CD74 expression and MIF actions in cultured tubular cells. (A) High glucose increases CD74 mRNA expression at 24 h. Real-time RT-PCR. Data are means ± SD of three independent experiments. ^#P < 0.0001 versus control. (B) High glucose increases CD74 protein expression at 24 h. Representative Western blot and quantification. Data are means ± SD of three independent experiments. ^#P < 0.0001 versus low-glucose control. (C) Exposure to 10 ng/ml MIF for 24 h increases TRAIL expression in tubular cells. Representative Western blot and quantification. Data are means ± SD of three independent experiments. *P < 0.05 versus control. (D and E) Cells were pretreated with inhibitors of ERK1/2 (20 μM PD98059) and p38 MAPK (5 μM SB203580) for 1 h and stimulated with 10 ng/ml MIF for 24 h: Effect on TRAIL mRNA (D, *P < 0.05 versus control, **P < 0.01 versus MIF alone) and MCP-1 mRNA expression (E, *P < 0.05 versus control, **P < 0.01 versus MIF alone).

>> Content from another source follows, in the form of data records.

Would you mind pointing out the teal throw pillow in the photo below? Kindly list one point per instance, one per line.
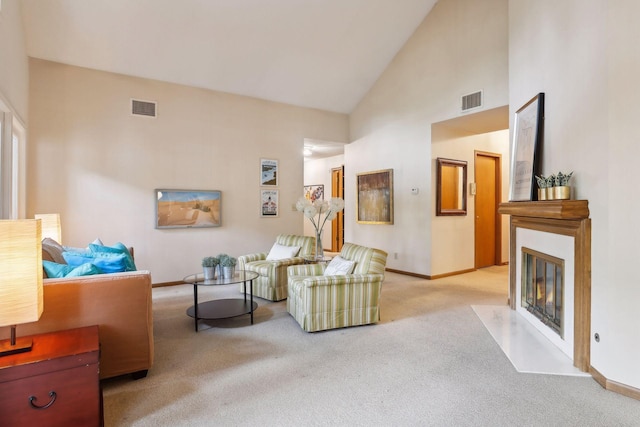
(118, 248)
(87, 269)
(56, 270)
(53, 269)
(106, 262)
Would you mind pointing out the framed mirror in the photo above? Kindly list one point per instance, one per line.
(451, 187)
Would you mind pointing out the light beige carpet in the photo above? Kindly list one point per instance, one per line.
(429, 362)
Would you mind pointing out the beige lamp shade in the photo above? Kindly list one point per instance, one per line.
(21, 299)
(50, 226)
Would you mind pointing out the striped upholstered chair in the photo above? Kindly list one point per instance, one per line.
(272, 282)
(318, 301)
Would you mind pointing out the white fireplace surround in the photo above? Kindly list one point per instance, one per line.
(559, 246)
(561, 228)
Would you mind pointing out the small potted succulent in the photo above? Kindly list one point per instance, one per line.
(227, 265)
(561, 188)
(209, 267)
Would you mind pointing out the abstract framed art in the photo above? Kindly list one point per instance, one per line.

Data are means ± SD of three independent experiments.

Figure 8.

TRAIL is expressed by podocytes in diabetic kidney injury and is lethal for cultured podocytes. (A) Representative TRAIL immunohistochemistry of a human glomerulus from a patient with DN. The arrow points a stained podocyte. De novo TRAIL expression in glomeruli was found in 13 of 17 biopsies from patients with DN by our group, whereas no glomerular staining for TRAIL was observed in control glomeruli. (B) Culture for 24 h in the presence of 100 ng/ml TRAIL increases the apoptosis rate in podocytes cultured in a high-glucose milieu. *P < 0.05 versus low glucose; **P < 0.01 versus high glucose. Data are means ± SD of three independent experiments.